Lisle, Janet Taylor. 2000. The art of keeping cool. New York: Atheneum Books for Young Readers. ISBN 0689837879
In an effort to make ends meet while Robert's father is fighting World War II in Europe, Robert's mother moves the family from their Ohio farm to Rhode Island to live with his father's family. Upon arrival, Robert finally meets the family he had only vaguely heard about and soon discovers a great friend and artist in his cousin Elliot. During their long stay in Rhode Island, Robert, Elliot, and occationally Robert's little sister Carolyn explore the new massive guns installed at the Army Post on the coast. The boys go to school, study the uniforms of the soldiers, help maintain the garden, and befriend a German outcast who happens to be a famous painter. Ultimately, Robert also gains insight into the secretive rift between his father and grandfather. Through these experiences, Robert learns many valuable lessons of life.

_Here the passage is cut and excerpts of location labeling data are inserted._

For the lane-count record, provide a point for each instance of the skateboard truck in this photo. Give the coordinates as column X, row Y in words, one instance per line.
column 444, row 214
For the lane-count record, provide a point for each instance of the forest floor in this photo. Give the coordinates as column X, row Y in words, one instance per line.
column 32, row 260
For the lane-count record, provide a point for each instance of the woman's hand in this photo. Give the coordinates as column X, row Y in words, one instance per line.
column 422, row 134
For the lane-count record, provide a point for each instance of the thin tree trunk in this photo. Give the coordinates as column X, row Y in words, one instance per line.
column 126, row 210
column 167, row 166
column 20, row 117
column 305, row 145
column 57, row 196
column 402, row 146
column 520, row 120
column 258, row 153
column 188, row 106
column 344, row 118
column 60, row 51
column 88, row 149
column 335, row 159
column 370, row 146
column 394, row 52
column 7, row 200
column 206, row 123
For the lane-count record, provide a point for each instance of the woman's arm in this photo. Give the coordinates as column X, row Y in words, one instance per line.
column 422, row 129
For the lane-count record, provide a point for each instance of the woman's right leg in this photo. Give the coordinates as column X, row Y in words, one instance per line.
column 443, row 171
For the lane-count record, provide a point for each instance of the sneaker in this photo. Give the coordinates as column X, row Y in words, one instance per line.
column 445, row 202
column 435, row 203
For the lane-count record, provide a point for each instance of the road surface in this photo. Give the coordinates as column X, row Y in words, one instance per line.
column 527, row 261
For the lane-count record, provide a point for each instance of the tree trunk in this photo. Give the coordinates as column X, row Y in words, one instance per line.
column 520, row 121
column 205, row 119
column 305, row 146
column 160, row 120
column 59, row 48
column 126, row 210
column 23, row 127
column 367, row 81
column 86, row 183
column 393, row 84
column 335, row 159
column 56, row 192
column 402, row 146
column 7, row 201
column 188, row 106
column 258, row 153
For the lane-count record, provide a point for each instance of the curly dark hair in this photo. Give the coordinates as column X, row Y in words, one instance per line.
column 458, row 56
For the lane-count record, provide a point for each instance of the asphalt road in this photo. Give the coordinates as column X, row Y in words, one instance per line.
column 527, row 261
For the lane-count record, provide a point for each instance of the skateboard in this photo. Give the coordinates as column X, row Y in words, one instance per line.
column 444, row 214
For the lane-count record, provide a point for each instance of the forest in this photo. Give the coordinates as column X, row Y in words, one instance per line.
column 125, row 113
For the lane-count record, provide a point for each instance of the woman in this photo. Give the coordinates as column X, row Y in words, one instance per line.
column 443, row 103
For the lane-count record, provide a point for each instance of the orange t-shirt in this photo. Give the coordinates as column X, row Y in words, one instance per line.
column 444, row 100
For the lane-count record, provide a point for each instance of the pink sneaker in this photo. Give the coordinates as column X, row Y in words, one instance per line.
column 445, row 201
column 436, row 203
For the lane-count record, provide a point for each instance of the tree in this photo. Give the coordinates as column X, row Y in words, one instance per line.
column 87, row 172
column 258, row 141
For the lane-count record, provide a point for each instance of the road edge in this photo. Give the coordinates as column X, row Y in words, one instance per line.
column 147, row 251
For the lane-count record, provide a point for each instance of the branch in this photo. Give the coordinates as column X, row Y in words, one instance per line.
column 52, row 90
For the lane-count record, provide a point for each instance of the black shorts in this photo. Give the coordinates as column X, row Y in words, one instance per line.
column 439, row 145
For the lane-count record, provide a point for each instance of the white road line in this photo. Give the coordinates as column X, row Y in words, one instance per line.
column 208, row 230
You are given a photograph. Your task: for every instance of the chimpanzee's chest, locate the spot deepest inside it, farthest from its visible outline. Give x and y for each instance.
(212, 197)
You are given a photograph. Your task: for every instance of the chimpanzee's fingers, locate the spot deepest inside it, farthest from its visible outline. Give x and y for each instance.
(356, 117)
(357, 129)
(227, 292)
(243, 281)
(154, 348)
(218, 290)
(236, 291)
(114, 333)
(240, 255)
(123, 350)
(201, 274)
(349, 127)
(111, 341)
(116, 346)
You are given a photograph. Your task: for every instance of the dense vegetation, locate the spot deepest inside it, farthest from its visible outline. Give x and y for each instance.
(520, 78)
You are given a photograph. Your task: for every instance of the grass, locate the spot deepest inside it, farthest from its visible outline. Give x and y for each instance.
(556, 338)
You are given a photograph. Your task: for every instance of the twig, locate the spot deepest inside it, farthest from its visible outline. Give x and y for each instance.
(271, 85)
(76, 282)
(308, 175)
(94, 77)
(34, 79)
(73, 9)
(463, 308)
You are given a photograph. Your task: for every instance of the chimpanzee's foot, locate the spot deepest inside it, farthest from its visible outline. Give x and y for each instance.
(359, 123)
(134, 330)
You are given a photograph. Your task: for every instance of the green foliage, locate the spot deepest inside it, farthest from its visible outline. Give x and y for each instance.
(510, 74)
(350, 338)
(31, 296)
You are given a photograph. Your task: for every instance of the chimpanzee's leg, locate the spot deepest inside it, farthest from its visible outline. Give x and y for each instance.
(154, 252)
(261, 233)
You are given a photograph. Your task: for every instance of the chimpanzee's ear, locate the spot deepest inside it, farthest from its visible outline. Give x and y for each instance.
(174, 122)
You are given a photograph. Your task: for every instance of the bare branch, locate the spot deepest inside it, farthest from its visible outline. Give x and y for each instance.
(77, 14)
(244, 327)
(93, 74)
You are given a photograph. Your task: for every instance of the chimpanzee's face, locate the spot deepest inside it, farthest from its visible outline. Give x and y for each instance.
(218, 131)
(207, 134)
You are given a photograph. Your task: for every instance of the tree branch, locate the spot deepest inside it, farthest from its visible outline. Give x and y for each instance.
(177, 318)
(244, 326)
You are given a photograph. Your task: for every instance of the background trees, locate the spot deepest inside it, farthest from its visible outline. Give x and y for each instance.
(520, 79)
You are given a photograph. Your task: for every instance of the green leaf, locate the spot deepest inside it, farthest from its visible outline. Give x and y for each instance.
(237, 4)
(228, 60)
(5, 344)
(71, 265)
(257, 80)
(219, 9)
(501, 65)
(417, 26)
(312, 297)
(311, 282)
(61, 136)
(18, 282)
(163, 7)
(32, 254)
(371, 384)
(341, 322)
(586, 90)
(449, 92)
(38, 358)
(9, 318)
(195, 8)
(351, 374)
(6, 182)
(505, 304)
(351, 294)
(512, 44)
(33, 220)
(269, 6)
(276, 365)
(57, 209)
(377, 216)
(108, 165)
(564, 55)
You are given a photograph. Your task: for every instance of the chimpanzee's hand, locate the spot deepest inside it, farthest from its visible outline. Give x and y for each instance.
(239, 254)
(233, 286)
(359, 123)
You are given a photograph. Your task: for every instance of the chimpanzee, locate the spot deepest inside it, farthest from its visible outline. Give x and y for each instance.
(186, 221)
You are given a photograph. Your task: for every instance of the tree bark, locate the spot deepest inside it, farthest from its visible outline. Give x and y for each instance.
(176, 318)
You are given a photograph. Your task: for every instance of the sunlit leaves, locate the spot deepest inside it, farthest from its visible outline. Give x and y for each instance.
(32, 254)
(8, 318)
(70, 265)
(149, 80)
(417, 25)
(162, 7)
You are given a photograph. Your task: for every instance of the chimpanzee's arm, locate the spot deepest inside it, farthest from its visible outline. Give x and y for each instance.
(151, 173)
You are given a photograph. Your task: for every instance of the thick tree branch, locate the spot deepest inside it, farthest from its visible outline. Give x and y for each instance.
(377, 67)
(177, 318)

This novel gives the reader a glimpse into life on the Atlantic coast after Pearl Harbor was attacked. The author subtly but poignantly describes the sacrifices made by patriotic Americans. The reader feels the fear that is brought on by the placement of huge guns at the Army Post in town and later by the tragic deaths of a friend's dad and the many sailors on the bombed ships. Once can't help but mistrust the German artist at first and then be sickened by the cruel treatment he received from the townspeople. The reader even gets a little hungry for meat. Overall, the story would be a history teacher's dream as it tells a lot about how Americans lived during World War II but presents the information in an exciting, page-turning manner.
Professional Review Excerpts
from Publishers Weekly This wrenching WWII novel traces the relationship between two 13-year-old American boys and a German-born Expressionist painter reputed to be a spy. The intimate first-person narrative brings universal themes of prejudice and loss to a personal level.
from School Library Journal Despite a misleading title (the word "cool" does not conjure up the 1940s), this is a well-drawn story that is part coming-of-age, part mystery. Robert and his mother have come to live with his grandparents on the Rhode Island coast in 1942, soon after his father has gone off to fight in the war. The coastal residents are getting ready for war and a German painter, living like a hermit on the outskirts of town, has raised suspicions of being a spy. To complicate matters, Robert's cousin Elliott, also an artist, is at odds with their grandfather, an imposing patriarch prone to anger. As the summer unfolds, the tension mounts. Robert and his mother wait anxiously for word from the front; Elliott grows more unhappy at home as he befriends the painter; the town turns against the outsider with tragic consequences; and Robert finally learns why his father has been estranged from his family. The focus is clearly on the men of the household, and cursory treatment is given to the women's feelings and thoughts. Although women in such situations are indeed often overshadowed by their husbands or fathers, the emotional depth of this story is undercut by their portrayals. Still this is a heartfelt story about family dynamics and the harmful power of prejudice and hatred.
~ Obviously, this book could be used as an example of life in America during WWII as well as provide a glimpse into life in Nazi Germany.
~ The novel could also be used to describe expressionist art and artists.
~ Another use for this book would be to explore family relationships and how past experiences shape current actions.